Firstly, they note that the definition of recidivism differed in these studies. Arrest was used most frequently (31%), followed by conviction (13%), and incarceration (10%) (2018, p. 12). This is concerning because an arrest does not necessarily mean that someone has committed a crime. The likelihood of arrest may rise after a prior conviction, regardless of the likelihood of committing further crimes because the police round up ‘the usual suspects’. Eaglin (2017) notes that arrest is often used because arrest data is a ‘cheap, easy, and accessible data set for researchers to pull information’ (Eaglin 2017, p. 103).

Secondly, Desmarais et al. note that for five instruments, all studies were conducted by an author of the tool under investigation. Nearly a third of all studies they analysed were from research conducted by an author of the tool under investigation, and for the RMS, COMPAS, and SFS family of systems ‘at least half of the studies were completed by an author of the instrument under investigation’ (Desmarais et al. 2018, p. 12). It would be helpful to have more independent research as this indicates a potential for conflicts of interest. Casey et al. (2014) comment that independent evaluation is not just required to counteract bias (be it intended or unintended), but because the developers of systems may have a deeper understanding of their models than other researchers. This greater understanding may influence how the model is implemented in their testing site compared to other settings (Casey et al. 2014, p. 19).

Finally, inter-rater reliability was only measured in two studies, but in these it was very high—90% agreement (Desmarais et al. 2018, p. 14). Inter-rater reliability is important because it gives an indication of difficulties with interpreting questions or offenders’ answers. Consequently, they write that there is a critical need for data on the inter-rater reliability of recidivism risk assessments completed on adult offenders in US correctional settings (2018, p. 20). Bearing these concerns in mind, Desmerais et al. conclude that the decision to use a predictive tool should be influenced by the evidence, or lack of evidence, of the tool’s usefulness within a particular offender population or sub population.

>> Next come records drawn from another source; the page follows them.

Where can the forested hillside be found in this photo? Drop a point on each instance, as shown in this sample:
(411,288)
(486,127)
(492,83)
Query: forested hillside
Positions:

In order to assess the predictive success of recidivism models, the definition of predictive success should be clear. Singh et al. (2013) conducted a second-order review of how the predictive validity of prediction algorithms is measured and concluded that there is little consensus on how predictive validity should be measured. They write that ‘the lack of reporting consistency in the description and interpretation of performance indicators across studies suggests the need for standardized guidelines for risk assessment predictive validity studies’ (Singh et al. 2013, p. 66). They suggest that these could take a similar form to the reporting checklists for the prognostic risk assessment literature in medical diagnostics. There is a clear need for further validation of recidivism prediction algorithims, and greater appreciation of the difficulties inherent in using social data should form part of this validation.

Conclusion

The desire to systematise and quantify social science data is growing. This article argues that social science data is often difficult to convert into accurate categories on which algorithms work best. It provides a framework that explains why some concepts are difficult to codify and allows practitioners to assess the concepts they wish to use in quantitative analysis.

There are ways in which data scientists can address the concerns raised in this paper. Firstly, it would help public confidence and academic engagement if the recidivism questionnaires were made public. In particular, data scientists might consider making public what they think the data is supposed to measure and the questions which attempt to elicit answers to these questions. As Eaglin writes: ‘To ensure fair construction of risk tools, government agencies and tool developers should create democratic accountability measures that invite the public to engage in the tool-construction and selection process’ (2017, p. 106). A confidence level, or something similar, might also be included to highlight concerns about heterogeneity in answers.